The South China Sea is an oligotrophic marginal sea located in the tropical-subtropical Northwestern Pacific Ocean. Under the influences of monsoon winds, both the physical and biogeochemical processes exhibit distinct seasonal variability in the upper waters. In order to study the seasonal variations of surface phytoplankton, a one-dimensional coupled physical-biogeochemical model was developed and applied to the deep basins of the Northern South China Sea, away from the coastal upwelling regions. Forced under real-time surface monsoon winds and heat flux, the model reproduced the mixed layer depth, sea surface temperature and surface chlorophyll-a compared with satellite observations and previous reported values. In seasonal mean, the mixed layer depth was highest in winter (∼61.62 m) and lowest in spring (∼12.07 m). The sea surface temperature was lowest (∼25.05°C) in winter and highest (∼29.20°C) in summer. Furthermore, conspicuous phytoplankton blooms occurred in winter with the highest chlorophyll-a concentration up to ∼0.21 mg m−3. In other seasons, the concentration remained relatively low, especially in summer (∼0.05 mg m−3). The spatial distributions of phytoplankton were closely related with patterns of surface nutrient availability, as well as mixed layer depth and sea surface temperature. These relationships indicate that surface phytoplankton primary production was mainly controlled by nutrient availability, which was dominated by vertical turbulent diffusion in the deep basin of the northern Sea which is away from the coastal upwelling regions. Overall, our model results indicated that the seasonal variability of surface phytoplankton was modulated by coupled effects of physical and biogeochemical processes in the Northern South China Sea.

Introduction

It is believed that marine phytoplankton play important roles in global carbon cycle and global climate change issues (Fasham, 2003). In the upper euphotic zone, the growth of phytoplankton is modulated by several physical (e.g. light, temperature, wind mixing, etc.), biogeochemical (e.g. nutrient availability of nitrate, phosphate, silicate, and iron, natural mortality and zooplankton grazing, etc.) and physiological (e.g. photo-adaptation) factors (Mann and Lazier, 1996). Essentially, phytoplankton need light and nutrients to carry out photosynthesis; therefore these two factors play predominant roles in modulating oceanic primary productions as well as the phytoplankton biomass. In most temperate coastal waters and northern North Atlantic, phytoplankton standing stock always experiences a characteristic seasonal cycle, which includes a strong spring increase known as the spring blooms (Sverdrup, 1953). Because of different physical and biogeochemical conditions in various open oceans, this seasonal pattern is not always the case, especially in the subtropical gyres, the equatorial zone, and upwelling regions (Miller, 2004). Does the South China Sea (SCS), as an oligotrophic marginal sea located in the tropical and subtropical Northwestern Pacific Ocean (NPO), experience a spring bloom in the phytoplankton standing stock in the upper water column?

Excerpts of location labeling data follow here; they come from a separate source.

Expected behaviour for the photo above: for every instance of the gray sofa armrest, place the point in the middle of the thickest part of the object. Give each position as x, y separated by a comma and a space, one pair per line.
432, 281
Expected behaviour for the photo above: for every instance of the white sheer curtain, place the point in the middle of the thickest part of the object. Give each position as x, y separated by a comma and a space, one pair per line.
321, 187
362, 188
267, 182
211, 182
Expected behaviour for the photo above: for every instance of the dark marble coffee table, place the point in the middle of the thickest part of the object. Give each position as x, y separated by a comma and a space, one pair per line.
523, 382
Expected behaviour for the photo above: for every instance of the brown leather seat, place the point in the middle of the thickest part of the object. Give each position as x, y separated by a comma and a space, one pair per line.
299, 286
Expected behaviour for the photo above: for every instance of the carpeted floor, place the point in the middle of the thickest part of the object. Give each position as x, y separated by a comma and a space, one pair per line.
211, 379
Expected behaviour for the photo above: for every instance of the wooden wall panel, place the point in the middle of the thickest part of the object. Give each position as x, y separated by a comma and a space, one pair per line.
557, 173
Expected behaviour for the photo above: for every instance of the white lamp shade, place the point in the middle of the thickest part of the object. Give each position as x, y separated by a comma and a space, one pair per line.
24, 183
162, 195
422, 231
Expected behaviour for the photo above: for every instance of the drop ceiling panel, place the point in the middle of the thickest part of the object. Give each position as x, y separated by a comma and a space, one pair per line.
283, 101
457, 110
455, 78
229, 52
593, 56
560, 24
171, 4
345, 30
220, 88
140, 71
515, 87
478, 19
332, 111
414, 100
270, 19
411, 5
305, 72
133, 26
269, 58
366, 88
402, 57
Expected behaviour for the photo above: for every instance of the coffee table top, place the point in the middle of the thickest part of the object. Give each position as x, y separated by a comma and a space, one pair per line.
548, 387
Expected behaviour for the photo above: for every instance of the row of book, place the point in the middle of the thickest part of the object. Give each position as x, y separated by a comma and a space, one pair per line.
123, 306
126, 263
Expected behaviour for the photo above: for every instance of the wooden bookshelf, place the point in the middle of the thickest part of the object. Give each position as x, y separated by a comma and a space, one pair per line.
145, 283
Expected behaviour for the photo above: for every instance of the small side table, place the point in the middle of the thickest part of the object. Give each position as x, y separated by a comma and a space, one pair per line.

It is known that the SCS is a semi-enclosed marginal sea, with a total area of about 3.5 × 106 km2 and with maximum depth more than 5500 m in the center deep basin (Chen et al., 2001). Situated between the western Pacific warm pool and the Tibetan Plateau, the SCS is under the persistent influence of South East Asian Monsoon wind which prevails in the northeastward in winter and reverses to southwestward in summer, spring and autumn being transitional periods (Wong et al., 2007). And the seasonal reversing monsoon winds play important roles in regulating the upper ocean physical and biological processes in the SCS (Liu et al., 2002; Gan et al., 2006).

Based on two cruises carried out in 1998, Ning et al. (2004) proposed that the spatial distributions of phytoplankton and primary production were closely related to the coupled processes (e.g. coastal upwelling, basin scale to mesoscale eddies) primarily forced under the monsoon winds. Tang et al. (1999) and Wang et al. (2010) investigated the winter phytoplankton bloom phenomena occurred off the southwest of Luzon Strait in winter using both satellite derived data and shipboard measurements. They suggested that the phytoplankton bloom was mainly attributed to the winter upwelling occurring there (Shaw and Chao, 1994; Shaw et al., 1996). Using a three dimensional coupled physical-biogeochemical model, Liu et al. (2002, 2007) examined the spatial and temporal distributions of chlorophyll-a and primary production under the influence of monsoon winds in the SCS. Their model successfully reproduced the patches of high chlorophyll-a in the upwelling regions both in winter and summer.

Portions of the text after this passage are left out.